Die Geschichte  vom  reichen eingebildeten Kranken Argan, der horrende Honorare an seinen  Arzt Dr.Purgon (Karlheinz Dinges) zahlt, um seine eingebildeten Zipperlein mit Einläufen, Schröpfen und anderen Torturen behandeln zu lassen, kennt man. Argan will seine Tochter Angelika (Judith Klehm)  an den mehr als merkwürdigen Arzt Thomas Diaforuius  (Laura-Luisa Stemmler) verheiraten, um rund um  die Uhr  ärztlichen kostenlosen Beistand zu haben. Willigt sie nicht  ein, soll sie ins Kloster geschickt werden. Argans zweite Frau Beline (Angelique Wagner), wesentlich jünger als  er, hat es im Grunde nur auf  sein Vermögen abgesehen und liegt auch mit der Stieftochter im Streit.  Angelika aber ist verliebt in einen Anderen – Cleánte –(Marcel Weber) und will nichts  von der Witzfigur Dr.Diaforius wissen.

Ihre Tante Beraldine (Roswitha Herd) durchschaut die Intrigen und deckt letztlich alles auf.

Mit Hilfe der Souffleuse Andrea Recknagel-Daubert meisterten die Laiendarsteller den Mundart-Plot mit Bravour.

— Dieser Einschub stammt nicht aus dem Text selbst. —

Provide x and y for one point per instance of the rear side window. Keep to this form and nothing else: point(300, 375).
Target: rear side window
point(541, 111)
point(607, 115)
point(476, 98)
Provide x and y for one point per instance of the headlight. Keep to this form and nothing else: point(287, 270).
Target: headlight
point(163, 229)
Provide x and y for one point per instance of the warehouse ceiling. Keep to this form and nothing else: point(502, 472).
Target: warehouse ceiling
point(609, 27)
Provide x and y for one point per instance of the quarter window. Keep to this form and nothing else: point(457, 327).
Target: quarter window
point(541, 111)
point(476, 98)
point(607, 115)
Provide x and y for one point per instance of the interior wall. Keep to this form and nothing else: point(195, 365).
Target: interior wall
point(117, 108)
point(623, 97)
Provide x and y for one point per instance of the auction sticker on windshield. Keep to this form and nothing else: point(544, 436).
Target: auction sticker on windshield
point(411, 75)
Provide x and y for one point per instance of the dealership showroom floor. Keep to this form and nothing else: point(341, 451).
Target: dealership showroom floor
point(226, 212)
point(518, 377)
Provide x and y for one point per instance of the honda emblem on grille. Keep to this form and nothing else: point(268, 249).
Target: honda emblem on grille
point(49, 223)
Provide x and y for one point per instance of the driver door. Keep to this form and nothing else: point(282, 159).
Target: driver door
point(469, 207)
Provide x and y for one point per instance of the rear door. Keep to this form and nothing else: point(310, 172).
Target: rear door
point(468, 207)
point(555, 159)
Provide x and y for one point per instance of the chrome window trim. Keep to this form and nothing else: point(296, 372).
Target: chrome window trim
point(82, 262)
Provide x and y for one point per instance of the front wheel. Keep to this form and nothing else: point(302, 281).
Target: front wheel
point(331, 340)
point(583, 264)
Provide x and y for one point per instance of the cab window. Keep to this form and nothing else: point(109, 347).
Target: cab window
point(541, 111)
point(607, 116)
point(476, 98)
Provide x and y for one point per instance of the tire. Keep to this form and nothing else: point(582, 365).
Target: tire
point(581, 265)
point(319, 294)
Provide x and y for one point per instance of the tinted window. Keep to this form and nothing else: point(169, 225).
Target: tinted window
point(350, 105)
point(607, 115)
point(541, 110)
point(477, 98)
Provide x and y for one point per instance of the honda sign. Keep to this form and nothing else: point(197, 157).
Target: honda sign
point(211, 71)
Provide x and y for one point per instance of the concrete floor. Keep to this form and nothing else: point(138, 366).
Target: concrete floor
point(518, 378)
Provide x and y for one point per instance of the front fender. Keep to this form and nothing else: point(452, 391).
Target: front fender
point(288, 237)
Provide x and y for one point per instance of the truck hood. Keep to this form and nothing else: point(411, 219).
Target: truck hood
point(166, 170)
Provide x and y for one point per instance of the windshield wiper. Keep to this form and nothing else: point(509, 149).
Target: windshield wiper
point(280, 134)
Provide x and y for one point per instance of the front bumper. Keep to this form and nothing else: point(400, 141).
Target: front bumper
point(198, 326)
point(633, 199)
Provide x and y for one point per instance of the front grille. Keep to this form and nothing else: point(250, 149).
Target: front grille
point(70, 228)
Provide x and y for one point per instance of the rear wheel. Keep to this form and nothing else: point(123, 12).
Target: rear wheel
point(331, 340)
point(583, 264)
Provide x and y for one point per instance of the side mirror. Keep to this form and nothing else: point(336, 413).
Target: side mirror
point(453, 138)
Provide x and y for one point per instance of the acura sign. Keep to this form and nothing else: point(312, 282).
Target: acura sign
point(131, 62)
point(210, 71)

Wie schon erwähnt, war Simone Weißbrod als Toinette hinreißend, Roswitha Herd als Schwester gewohnt souverän und Karlheinz Dinges als Purgon wie immer der Possenreißer vom Dienst.

Besonders überzeugten Sarah Otremba und Laura-Luisa Stemmler als das Vater- und Sohn-Ärzte-Duo Diaforius in ihren Hosenrollen. Sie waren wirklich bemerkenswert.

Den Reigen der Darsteller ergänzten noch Dominik Herche als Apotheker und  Johnannes Reichert als Notar.

Die Bühnenpräsenz der „Mühlengeister“ begann 1989 mit „Endlich mal ruhige Weihnachten“, bei der auch schon die noch heute Aktive  Roswitha Herd mitwirkte. Sodann gab es jedes Jahr eine neue Aufführung. Moliere war auch schon einmal im Jahre 2000 auf dem Programm, damals unter dem Titel „der kerngesunde Kranke“, literarisch ins Deutsche übersetzt. Die „Mühlengeister“ sind eines unter 200 Theatern im Hessischen Amateurtheaterverband. Nicht eingerechnet sind die vielen Vereine und kirchliche Organisationen, die  in eigenen Abteilungen ihre schauspielerischen  Begabungen „ausleben“.  Hinzu kommen noch oft angegliederte Jugend-Theatergruppen, wie auch bei den  Mühlengeistern.(„Die klaane Esel“,“ Die ganz klaane Esel“ und „Die Minnis“) Welchen Stellenwert die Theatergruppe in Merkenfritz hat, lässt sich daran ablesen, zu welchen Vereinsschattierungen man sich in Merkenfritz bekennt, bzw. Mitglied ist. Man gehört entweder zu den  Fußballern, zur Feuerwehr oder zum Amateurtheater „Die Mühlengeister“.